Brent Stuart

Personal information
- Full name: Brent Clifford Stuart
- Born: 19 August 1965 (age 61) Greymouth, West Coast Region, New Zealand

Playing information
- Position: Prop
Club
| Years | Team | Pld | T | G | FG | P |
| 19??–89 | Marist (WCRL) |  |  |  |  |  |
| 1990–?? | Addington (CRL) |  |  |  |  |  |
| 1992–93 | Halifax | 14 | 2 | 0 | 0 | 8 |
| 1994–96 | Western Suburbs | 38 | 2 | 0 | 0 | 8 |
|  | Total | 52 | 4 | 0 | 0 | 16 |
Representative
| Years | Team | Pld | T | G | FG | P |
| 19??–89 | West Coast |  |  |  |  |  |
|  | South Island |  |  |  |  |  |
| 1990–98 | Canterbury |  |  |  |  |  |
| 1992–95 | New Zealand | 13 | 1 | 0 | 0 | 4 |
- Source:

= Brent Stuart =

New Zealand rugby league footballer and coach

Brent Clifford Stuart is a rugby league coach and former player who represented New Zealand.

==Playing career==

Stuart was originally from the West Coast. He was educated at Marist Brothers High School, Greymouth.

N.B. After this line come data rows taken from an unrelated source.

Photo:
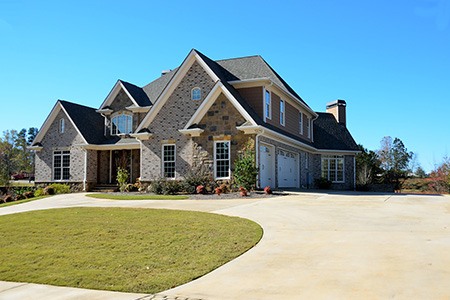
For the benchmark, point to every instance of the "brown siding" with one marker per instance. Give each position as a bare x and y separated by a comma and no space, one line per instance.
254,97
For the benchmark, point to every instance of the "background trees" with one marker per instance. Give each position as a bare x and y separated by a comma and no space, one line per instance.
14,154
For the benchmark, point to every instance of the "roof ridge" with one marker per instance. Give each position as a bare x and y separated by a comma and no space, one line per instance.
241,57
62,101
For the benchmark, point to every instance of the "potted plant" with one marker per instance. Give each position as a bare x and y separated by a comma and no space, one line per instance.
218,191
243,192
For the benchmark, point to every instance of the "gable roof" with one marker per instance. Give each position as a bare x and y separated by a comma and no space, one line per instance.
329,134
89,123
137,94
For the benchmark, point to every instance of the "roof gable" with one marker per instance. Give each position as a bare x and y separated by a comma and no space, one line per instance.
136,94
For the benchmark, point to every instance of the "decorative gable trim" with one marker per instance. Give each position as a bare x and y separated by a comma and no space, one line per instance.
49,121
209,100
113,94
172,85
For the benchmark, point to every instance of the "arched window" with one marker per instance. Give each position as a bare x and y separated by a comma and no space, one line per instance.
196,93
121,123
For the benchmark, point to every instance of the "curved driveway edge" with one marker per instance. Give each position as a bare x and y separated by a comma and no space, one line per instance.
333,246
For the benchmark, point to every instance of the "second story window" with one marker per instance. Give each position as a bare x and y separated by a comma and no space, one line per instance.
121,123
62,125
196,94
267,105
282,114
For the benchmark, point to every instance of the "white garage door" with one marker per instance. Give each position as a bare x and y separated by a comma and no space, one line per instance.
287,169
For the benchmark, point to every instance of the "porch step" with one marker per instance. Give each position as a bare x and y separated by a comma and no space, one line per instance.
105,188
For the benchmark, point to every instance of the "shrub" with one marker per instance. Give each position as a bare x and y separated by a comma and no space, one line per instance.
8,198
28,194
163,186
39,192
122,179
60,188
245,170
48,190
322,183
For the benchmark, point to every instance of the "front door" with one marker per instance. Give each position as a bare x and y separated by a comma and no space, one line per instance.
266,166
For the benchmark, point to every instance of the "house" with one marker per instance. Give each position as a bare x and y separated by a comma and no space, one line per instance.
200,114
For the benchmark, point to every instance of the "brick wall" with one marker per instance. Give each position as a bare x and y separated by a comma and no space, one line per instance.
176,112
53,140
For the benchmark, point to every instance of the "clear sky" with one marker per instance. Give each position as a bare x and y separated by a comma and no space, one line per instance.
390,60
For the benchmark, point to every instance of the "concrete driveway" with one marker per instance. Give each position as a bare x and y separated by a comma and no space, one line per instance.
315,246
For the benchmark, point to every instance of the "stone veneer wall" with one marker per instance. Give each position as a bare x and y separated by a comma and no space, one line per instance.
53,140
348,172
176,112
219,123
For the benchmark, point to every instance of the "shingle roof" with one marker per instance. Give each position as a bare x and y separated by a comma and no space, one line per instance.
329,134
155,88
88,121
137,93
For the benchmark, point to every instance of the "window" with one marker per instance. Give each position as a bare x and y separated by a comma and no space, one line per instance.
169,161
61,125
222,160
196,93
267,105
282,112
333,168
300,122
308,127
61,165
121,123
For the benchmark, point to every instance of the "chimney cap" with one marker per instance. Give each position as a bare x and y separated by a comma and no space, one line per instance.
338,102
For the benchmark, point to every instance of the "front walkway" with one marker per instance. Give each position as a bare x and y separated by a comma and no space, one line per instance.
333,246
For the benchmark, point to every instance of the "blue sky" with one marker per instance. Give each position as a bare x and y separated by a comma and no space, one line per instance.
390,60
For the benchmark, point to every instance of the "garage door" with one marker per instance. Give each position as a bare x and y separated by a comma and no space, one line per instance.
287,169
266,166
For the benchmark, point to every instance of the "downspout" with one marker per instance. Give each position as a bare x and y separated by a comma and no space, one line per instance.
257,156
85,170
354,173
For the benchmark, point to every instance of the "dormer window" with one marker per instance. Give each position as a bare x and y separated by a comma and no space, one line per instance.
121,124
196,94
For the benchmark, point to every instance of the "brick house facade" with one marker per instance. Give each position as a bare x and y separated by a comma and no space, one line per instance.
199,114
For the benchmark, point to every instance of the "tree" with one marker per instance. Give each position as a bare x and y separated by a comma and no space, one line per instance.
367,166
394,158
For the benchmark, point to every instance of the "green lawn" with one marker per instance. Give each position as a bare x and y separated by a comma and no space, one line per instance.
22,201
119,249
137,197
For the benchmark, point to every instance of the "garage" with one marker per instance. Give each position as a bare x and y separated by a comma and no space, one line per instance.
287,169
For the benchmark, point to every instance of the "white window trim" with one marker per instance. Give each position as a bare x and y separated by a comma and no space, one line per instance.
328,158
267,113
300,122
163,161
61,167
62,125
130,130
192,93
229,160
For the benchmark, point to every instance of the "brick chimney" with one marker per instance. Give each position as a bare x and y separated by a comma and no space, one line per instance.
338,109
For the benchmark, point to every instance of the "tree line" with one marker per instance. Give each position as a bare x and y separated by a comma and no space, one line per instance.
392,163
15,157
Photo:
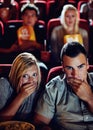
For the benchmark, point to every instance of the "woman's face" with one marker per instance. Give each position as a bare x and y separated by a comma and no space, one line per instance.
29,18
70,18
30,76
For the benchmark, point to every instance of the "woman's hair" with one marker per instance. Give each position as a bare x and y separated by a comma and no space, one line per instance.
22,62
62,17
29,6
72,49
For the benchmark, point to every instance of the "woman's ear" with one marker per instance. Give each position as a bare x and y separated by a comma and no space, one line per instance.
87,64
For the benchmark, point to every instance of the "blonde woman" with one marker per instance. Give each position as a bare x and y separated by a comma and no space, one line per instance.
68,31
18,93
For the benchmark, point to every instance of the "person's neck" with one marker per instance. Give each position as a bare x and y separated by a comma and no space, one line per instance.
70,30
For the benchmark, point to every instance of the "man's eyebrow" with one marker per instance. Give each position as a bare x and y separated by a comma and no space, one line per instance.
81,65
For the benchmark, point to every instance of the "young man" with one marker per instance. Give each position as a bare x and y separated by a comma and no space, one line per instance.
67,103
29,13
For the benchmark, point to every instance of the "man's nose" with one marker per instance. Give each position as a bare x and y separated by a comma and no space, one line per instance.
75,73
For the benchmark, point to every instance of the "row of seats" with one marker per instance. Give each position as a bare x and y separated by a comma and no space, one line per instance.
54,71
47,7
13,25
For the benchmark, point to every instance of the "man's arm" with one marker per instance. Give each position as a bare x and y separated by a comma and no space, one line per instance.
83,91
41,122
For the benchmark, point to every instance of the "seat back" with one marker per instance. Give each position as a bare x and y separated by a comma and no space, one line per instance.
42,8
50,25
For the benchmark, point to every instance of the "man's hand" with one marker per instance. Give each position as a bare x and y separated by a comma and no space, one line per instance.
81,88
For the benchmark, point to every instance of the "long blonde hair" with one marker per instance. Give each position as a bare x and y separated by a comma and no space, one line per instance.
20,64
62,17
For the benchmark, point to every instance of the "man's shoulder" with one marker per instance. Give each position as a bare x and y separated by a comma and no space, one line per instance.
56,82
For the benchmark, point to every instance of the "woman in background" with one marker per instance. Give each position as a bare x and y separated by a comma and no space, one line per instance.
18,93
68,31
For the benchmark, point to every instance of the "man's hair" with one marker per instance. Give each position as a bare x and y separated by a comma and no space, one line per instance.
29,6
72,49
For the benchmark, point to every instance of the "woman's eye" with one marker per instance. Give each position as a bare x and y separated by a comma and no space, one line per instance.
69,68
25,76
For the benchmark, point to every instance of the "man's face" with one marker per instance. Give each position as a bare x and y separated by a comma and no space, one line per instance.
76,67
29,18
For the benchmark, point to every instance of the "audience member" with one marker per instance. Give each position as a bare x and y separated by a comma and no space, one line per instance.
86,10
8,11
18,92
30,42
69,30
67,102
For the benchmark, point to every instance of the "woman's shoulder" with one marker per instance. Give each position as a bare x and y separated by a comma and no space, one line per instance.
83,31
5,84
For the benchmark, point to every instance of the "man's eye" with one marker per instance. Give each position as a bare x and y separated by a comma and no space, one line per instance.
25,76
35,74
69,68
80,66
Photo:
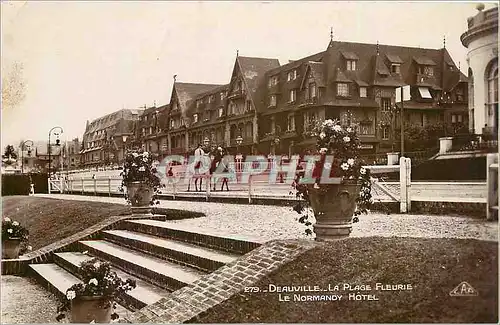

A West Coast and Canterbury representative, Stuart spent two years in the Northern Territory in the mid-1980s and represented the Territory against Parramatta. He spent four months with English club Halifax during the 1992–93 season.

In 1993 he was invited to be part of an Auckland Invitational XIII side that drew 16-all with the Balmain Tigers. Stuart was then selected to go on the 1993 New Zealand rugby league tour of Great Britain and France, playing in all five test matches. He then played for the Western Suburbs Magpies in the Australian competition.

Brent Stuart was a New Zealand international and played at the 1995 Rugby League World Cup.

In 1998 he returned to play for Canterbury.

==Coaching career==
Since 2007 Stuart has been coaching the Canterbury Bulls in New Zealand's Bartercard Premiership. Since 2008 Stuart has coached the Papanui Tigers. In 2009 he was named to coach the Bartercard Premiership Selection that took on Samoa.

Since 2010 Stuart has also coached the South Island side in the National Zonal Competition.

Canterbury's 44–16 defeat by Auckland on 4 June 2012 was Stuart's last match coaching representative football.